FN12. Ex parte Tarver, 725 S.W.2d 195 (Tex.Crim.App.1986) is not applicable in this case. In Tarver, the trial court in the prior proceeding had expressly found an allegation to be untrue. Id. at 198. No such determination was made in this case.
In his fourth point of error, the appellant argues that his death sentence should be reformed to life in prison because executing him after he has served at least twelve years in prison waiting for the State to give him a fair trial would violate the Eighth Amendment. The appellant's claim is without merit.
Not only has the delay effectuated an ultimately sound conviction and punishment proceeding, the appellant fails to produce any evidence that the State abused the system, despite the retrials. We therefore look to the Supreme Court to determine whether the length of the delay per se has violated his Eighth Amendment rights. The Supreme Court has interpreted the cruel and unusual clause to prohibit punishment that offends the “evolving standards of decency that mark the progress of a maturing society.” Trop v. Dulles, 356 U.S. 86, 101, 78 S.Ct. 590, 2 L.Ed.2d 630 (1958) (plurality opinion). In determining what standards have “evolved,” the Supreme Court has looked to the standards of “modern American society as a whole.” Stanford v. Kentucky, 492 U.S. 361, 369, 109 S.Ct. 2969, 106 L.Ed.2d 306 (1989).

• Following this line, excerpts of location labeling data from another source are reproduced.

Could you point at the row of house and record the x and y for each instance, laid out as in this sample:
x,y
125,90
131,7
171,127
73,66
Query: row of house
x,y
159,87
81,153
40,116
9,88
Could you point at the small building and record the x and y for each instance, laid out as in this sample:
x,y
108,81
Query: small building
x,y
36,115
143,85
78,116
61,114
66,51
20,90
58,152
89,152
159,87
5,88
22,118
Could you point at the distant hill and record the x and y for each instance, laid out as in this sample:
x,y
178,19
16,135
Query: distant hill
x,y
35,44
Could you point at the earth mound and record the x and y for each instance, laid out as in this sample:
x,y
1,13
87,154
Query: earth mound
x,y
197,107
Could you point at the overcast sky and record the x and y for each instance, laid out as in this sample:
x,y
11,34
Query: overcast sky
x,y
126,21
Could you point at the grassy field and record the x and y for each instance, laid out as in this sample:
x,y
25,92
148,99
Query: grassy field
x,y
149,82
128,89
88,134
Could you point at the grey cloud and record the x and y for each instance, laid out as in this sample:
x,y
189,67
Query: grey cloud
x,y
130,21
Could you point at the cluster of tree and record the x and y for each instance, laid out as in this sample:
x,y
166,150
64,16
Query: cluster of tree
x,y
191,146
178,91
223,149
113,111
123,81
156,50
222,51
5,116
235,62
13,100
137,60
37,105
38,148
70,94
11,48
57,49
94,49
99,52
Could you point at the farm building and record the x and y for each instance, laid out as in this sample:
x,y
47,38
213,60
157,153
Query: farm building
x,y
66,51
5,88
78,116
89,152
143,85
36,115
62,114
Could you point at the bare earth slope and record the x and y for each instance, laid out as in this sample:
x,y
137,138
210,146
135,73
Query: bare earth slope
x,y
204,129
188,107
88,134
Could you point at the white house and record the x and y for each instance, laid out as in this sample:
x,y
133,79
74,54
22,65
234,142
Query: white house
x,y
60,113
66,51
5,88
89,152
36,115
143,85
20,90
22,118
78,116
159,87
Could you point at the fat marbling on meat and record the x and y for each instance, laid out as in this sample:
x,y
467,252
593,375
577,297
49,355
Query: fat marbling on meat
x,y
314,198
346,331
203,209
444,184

The present standards of decency do not deem cruel and unusual the delay occasioned while a condemned prisoner pursues direct appeals and collateral relief. The United States Courts of Appeals have determined that a delay in excess of thirteen years between sentencing and execution does not constitute cruel and unusual punishment. E.g. White v. Johnson, 79 F.3d 432, 439-40 (5th Cir.1996) (rejecting claim that to execute death-sentenced inmate after pursuing appeals and collateral relief for seventeen years is cruel and unusual); McKenzie v. Day, 57 F.3d 1493, 1494 (9th Cir.1995) (rejecting claim that to execute death-sentenced inmate after pursuing appeals and collateral relief for approximately two decades is cruel and unusual). State courts have also rejected this issue. E.g. Bell v. State, 938 S.W.2d 35, 53 (Tex.Crim.App.1996) (rejecting claim that to execute death-sentenced inmate after nearly twenty-years after pursuing appeals is cruel and unusual); Hitchcock v. State, 578 So.2d 685, 693 (Fla.1990) (rejecting claim that to execute death-sentenced petitioner after pursuing appeals and collateral relief for twelve years is cruel and unusual), rev'd on other grounds, 505 U.S. 1215, 112 S.Ct. 3020, 120 L.Ed.2d 892 (1992); People v. Chessman, 52 Cal.2d 467, 341 P.2d 679, 699-700 (1959) (rejecting claim that to execute death-sentenced petitioner after pursuing appeals and collateral relief for more than eleven years is cruel and unusual), overruled on other grounds, People v. Morse, 60 Cal.2d 631, 36 Cal.Rptr. 201, 388 P.2d 33 (1964). The approximate thirteen years the appellant has spent challenging his conviction and sentence is not a fortiori unconstitutionally cruel and unusual. We overrule point of error four.
Finding no reversible error, we affirm the judgment of the trial court.